Compte tenu de tout ce qui précède, il existe un risque de confusion dans l’esprit du public qui percevra la marque antérieure comme «CAP». Comme indiqué ci-dessus dans la section c) de la présente décision, un risque de confusion pour seulement une partie du public pertinent de l’Union européenne suffit pour rejeter la demande contestée;
Par conséquent, l’opposition est en partie fondée sur la base de l’enregistrement de la marque de l’Union européenne no 17 889 806 de l’opposante. Il s’ensuit que la marque contestée doit être rejetée pour les produits et services jugés identiques et similaires à un faible degré à ceux désignés par l’enregistrement de la marque de l’Union européenne antérieure no 17 889 806.
Les autres services contestés ne sont pas similaires. La similitude des produits et des services étant une condition nécessaire à l’application de l’article 8, paragraphe 1, du RMUE, l’opposition fondée sur cette disposition et dirigée contre ces services ne saurait être accueillie;
L’opposante a également fondé son opposition sur la marque antérieure suivante: L’enregistrement de la marque de l’Union européenne no 17 912 923 «CAP» (marque verbale).

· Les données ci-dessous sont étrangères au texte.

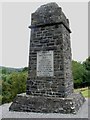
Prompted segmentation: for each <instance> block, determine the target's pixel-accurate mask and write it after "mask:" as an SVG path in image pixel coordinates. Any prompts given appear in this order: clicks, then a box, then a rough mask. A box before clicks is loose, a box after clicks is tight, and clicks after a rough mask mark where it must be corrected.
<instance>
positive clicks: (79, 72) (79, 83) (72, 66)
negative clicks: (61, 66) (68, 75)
mask: <svg viewBox="0 0 90 120" xmlns="http://www.w3.org/2000/svg"><path fill="white" fill-rule="evenodd" d="M72 73H73V79H74V87H75V88H79V87H84V85H85V84H84V83H85V82H86V81H85V79H83V77H84V75H85V73H86V70H85V68H84V67H83V65H82V64H81V63H80V62H77V61H74V60H73V61H72Z"/></svg>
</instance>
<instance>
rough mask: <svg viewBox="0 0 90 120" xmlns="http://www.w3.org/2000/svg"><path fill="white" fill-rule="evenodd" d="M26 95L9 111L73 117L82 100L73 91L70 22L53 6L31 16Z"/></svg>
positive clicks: (20, 94)
mask: <svg viewBox="0 0 90 120" xmlns="http://www.w3.org/2000/svg"><path fill="white" fill-rule="evenodd" d="M29 28H31V37H30V51H29V70H28V79H27V89H26V94H19V95H17V96H16V98H15V99H14V101H13V103H12V105H11V106H10V108H9V109H10V110H14V111H27V112H41V113H42V112H43V113H76V112H77V111H78V110H79V108H80V106H81V105H82V104H83V103H84V101H85V99H84V97H83V96H82V94H81V93H74V91H73V77H72V67H71V60H72V59H71V45H70V33H71V30H70V28H69V20H68V19H67V18H66V16H65V15H64V13H63V12H62V9H61V8H60V7H59V6H58V5H57V4H56V3H49V4H46V5H42V6H41V7H40V8H38V9H37V10H36V11H35V12H34V13H32V16H31V26H29Z"/></svg>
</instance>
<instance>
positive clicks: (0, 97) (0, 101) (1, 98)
mask: <svg viewBox="0 0 90 120" xmlns="http://www.w3.org/2000/svg"><path fill="white" fill-rule="evenodd" d="M1 102H2V95H0V105H1Z"/></svg>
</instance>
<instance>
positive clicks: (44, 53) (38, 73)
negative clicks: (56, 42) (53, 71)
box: [37, 51, 53, 76]
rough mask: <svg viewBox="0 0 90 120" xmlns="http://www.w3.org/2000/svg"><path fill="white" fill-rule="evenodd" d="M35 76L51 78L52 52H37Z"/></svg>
mask: <svg viewBox="0 0 90 120" xmlns="http://www.w3.org/2000/svg"><path fill="white" fill-rule="evenodd" d="M37 76H53V51H39V52H37Z"/></svg>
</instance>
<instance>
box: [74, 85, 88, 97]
mask: <svg viewBox="0 0 90 120" xmlns="http://www.w3.org/2000/svg"><path fill="white" fill-rule="evenodd" d="M74 91H75V92H81V93H82V94H83V96H84V97H86V98H87V97H88V98H90V89H88V87H86V88H79V89H75V90H74Z"/></svg>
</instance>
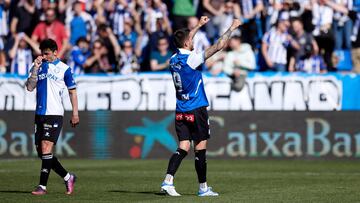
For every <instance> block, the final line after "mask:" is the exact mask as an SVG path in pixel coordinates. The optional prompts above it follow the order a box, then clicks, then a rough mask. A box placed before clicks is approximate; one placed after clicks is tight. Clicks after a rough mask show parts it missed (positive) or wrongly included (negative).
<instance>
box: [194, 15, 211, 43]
mask: <svg viewBox="0 0 360 203" xmlns="http://www.w3.org/2000/svg"><path fill="white" fill-rule="evenodd" d="M209 20H210V19H209V17H207V16H201V18H200V20H199V23H198V24H197V25H196V27H195V28H193V29H192V30H190V33H189V37H190V38H191V39H193V38H194V36H195V34H196V33H197V31H199V29H200V28H201V27H202V26H203V25H205V24H206V23H208V22H209Z"/></svg>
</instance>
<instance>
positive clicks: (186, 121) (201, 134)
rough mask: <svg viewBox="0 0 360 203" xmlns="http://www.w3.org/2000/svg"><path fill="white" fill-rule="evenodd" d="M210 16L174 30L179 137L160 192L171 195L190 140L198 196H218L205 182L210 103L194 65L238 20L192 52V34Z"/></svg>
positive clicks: (228, 33)
mask: <svg viewBox="0 0 360 203" xmlns="http://www.w3.org/2000/svg"><path fill="white" fill-rule="evenodd" d="M207 22H209V18H208V17H206V16H202V17H201V19H200V21H199V23H198V25H197V26H196V27H195V28H194V29H192V30H189V29H180V30H177V31H176V32H175V33H174V42H175V45H176V46H177V48H178V50H177V53H176V54H175V55H174V56H172V57H171V59H170V71H171V74H172V77H173V81H174V85H175V89H176V118H175V128H176V133H177V136H178V138H179V148H178V149H177V150H176V152H175V153H174V154H173V155H172V156H171V158H170V161H169V165H168V169H167V174H166V176H165V180H164V182H163V183H162V185H161V191H163V192H165V193H167V194H168V195H170V196H180V194H179V193H177V192H176V190H175V187H174V183H173V181H174V175H175V173H176V171H177V169H178V168H179V166H180V164H181V161H182V160H183V159H184V158H185V156H186V155H187V154H188V152H189V150H190V142H191V141H193V142H194V146H195V169H196V173H197V175H198V181H199V183H200V189H199V192H198V195H199V196H218V195H219V194H218V193H216V192H213V191H212V188H211V187H208V186H207V182H206V144H207V139H209V138H210V130H209V119H208V114H207V110H206V107H207V106H208V105H209V103H208V101H207V98H206V94H205V89H204V82H203V79H202V74H201V72H200V71H199V70H197V68H198V67H199V66H200V65H201V64H203V63H204V62H205V60H206V59H208V58H209V57H211V56H212V55H214V54H215V53H216V52H218V51H220V50H221V49H223V48H224V47H225V45H226V44H227V43H228V41H229V39H230V36H231V33H232V32H233V31H234V30H236V29H237V28H238V27H239V26H240V24H241V22H240V20H238V19H235V20H234V21H233V22H232V25H231V26H230V28H229V29H228V30H227V31H226V32H225V33H224V34H223V35H222V36H221V37H220V38H219V40H218V41H217V43H216V44H214V45H213V46H211V47H209V48H207V49H206V50H205V51H203V52H200V53H196V52H195V51H193V37H194V35H195V33H196V32H197V31H198V30H199V29H200V28H201V27H202V26H203V25H205V24H206V23H207Z"/></svg>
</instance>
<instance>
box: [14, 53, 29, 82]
mask: <svg viewBox="0 0 360 203" xmlns="http://www.w3.org/2000/svg"><path fill="white" fill-rule="evenodd" d="M32 61H33V58H32V52H31V49H18V50H17V52H16V55H15V57H14V59H13V60H12V61H11V73H14V74H17V75H23V76H26V75H28V73H29V70H30V68H31V64H32Z"/></svg>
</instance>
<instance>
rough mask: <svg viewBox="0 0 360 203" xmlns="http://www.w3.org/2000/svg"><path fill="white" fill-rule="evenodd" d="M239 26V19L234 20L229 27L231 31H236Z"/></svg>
mask: <svg viewBox="0 0 360 203" xmlns="http://www.w3.org/2000/svg"><path fill="white" fill-rule="evenodd" d="M241 24H242V23H241V21H240V20H239V19H234V20H233V22H232V24H231V27H230V29H231V31H234V30H236V29H237V28H238V27H239V26H240V25H241Z"/></svg>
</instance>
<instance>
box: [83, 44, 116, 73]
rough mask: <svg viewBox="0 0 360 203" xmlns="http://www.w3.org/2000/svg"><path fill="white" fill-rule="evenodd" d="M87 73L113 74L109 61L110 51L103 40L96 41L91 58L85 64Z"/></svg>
mask: <svg viewBox="0 0 360 203" xmlns="http://www.w3.org/2000/svg"><path fill="white" fill-rule="evenodd" d="M83 67H84V72H85V73H110V72H113V67H112V66H111V64H110V62H109V59H108V50H107V48H106V46H105V44H104V42H103V41H102V40H101V39H97V40H95V41H94V44H93V47H92V54H91V56H90V57H89V58H88V59H86V61H85V63H84V64H83Z"/></svg>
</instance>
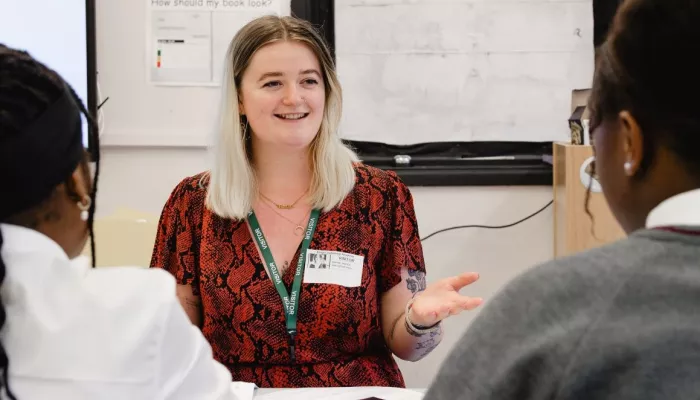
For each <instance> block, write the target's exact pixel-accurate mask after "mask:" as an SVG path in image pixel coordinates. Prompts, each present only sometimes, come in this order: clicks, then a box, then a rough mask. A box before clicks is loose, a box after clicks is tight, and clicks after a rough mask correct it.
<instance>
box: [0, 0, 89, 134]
mask: <svg viewBox="0 0 700 400" xmlns="http://www.w3.org/2000/svg"><path fill="white" fill-rule="evenodd" d="M0 10H2V11H0V43H3V44H5V45H6V46H9V47H13V48H17V49H20V50H25V51H27V52H29V54H30V55H32V56H33V57H34V58H36V59H37V60H39V61H40V62H42V63H44V64H46V65H47V66H48V67H49V68H51V69H53V70H55V71H56V72H58V74H60V75H61V76H62V77H63V79H65V80H66V82H68V83H69V84H70V85H71V86H72V87H73V89H74V90H75V92H76V94H77V95H78V97H80V99H81V100H82V101H83V104H85V106H86V107H87V105H88V92H89V90H88V50H87V35H88V33H87V10H86V1H85V0H61V1H60V2H59V1H55V0H33V1H24V0H0ZM83 144H84V146H85V147H87V146H88V129H87V121H85V120H83Z"/></svg>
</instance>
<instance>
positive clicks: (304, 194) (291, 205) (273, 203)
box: [260, 192, 306, 210]
mask: <svg viewBox="0 0 700 400" xmlns="http://www.w3.org/2000/svg"><path fill="white" fill-rule="evenodd" d="M304 195H306V192H304V193H302V194H301V196H299V198H298V199H296V200H295V201H294V203H292V204H277V203H275V201H274V200H272V199H271V198H269V197H267V196H265V195H264V194H262V192H260V196H262V197H263V199H265V200H267V201H269V202H270V203H272V204H273V205H274V206H275V207H277V209H278V210H291V209H292V208H294V206H295V205H296V204H297V203H298V202H299V200H301V199H302V198H303V197H304Z"/></svg>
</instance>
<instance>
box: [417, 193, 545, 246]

Cette marque de l’Union européenne antérieure couvre une gamme de produits et services plus restreinte, de sorte que l’issue ne saurait être différente en ce qui concerne les services pour lesquels l’opposition a déjà été rejetée. Dès lors, il n’existe pas de risque de confusion en ce qui concerne ces produits.
FRAIS
Conformément à l’article 109, paragraphe 1, du RMUE, la partie perdante dans une procédure d’opposition doit supporter les taxes et frais exposés par l’autre partie. Conformément à l’article 109, paragraphe 3, du RMUE, dans la mesure où les parties succombent respectivement sur un ou plusieurs chefs, ou dans la mesure où l’équité l’exige, la division d’opposition décide d’une répartition différente des frais.
Décision sur l’opposition no B 3 139 117 Page sur 8 8
Étant donné que l’opposition n’est accueillie que pour une partie des produits et services contestés, les deux parties succombent respectivement sur un ou plusieurs chefs. Par conséquent, chaque partie doit supporter ses propres dépens.
De la division d’opposition
María Aránzazu Gandia Monika CISZEWSKA Astrid WÄBER SELLENS
Conformément à l’article 67 du RMUE, toute partie peut recourir contre cette décision pour autant que cette dernière n’ait pas fait droit à ses prétentions. Conformément à l’article 68 du RMUE, le recours doit être formé par écrit auprès de l’Office dans un délai de deux mois à compter du jour de la notification de la présente décision. L’acte de recours est déposé dans la langue de procédure de la décision attaquée. En outre, un mémoire exposant les motifs du recours doit être déposé par écrit dans un délai de quatre mois à compter de cette date. Le recours n’est considéré comme formé qu’après paiement de la taxe de recours d’un montant de 720 EUR.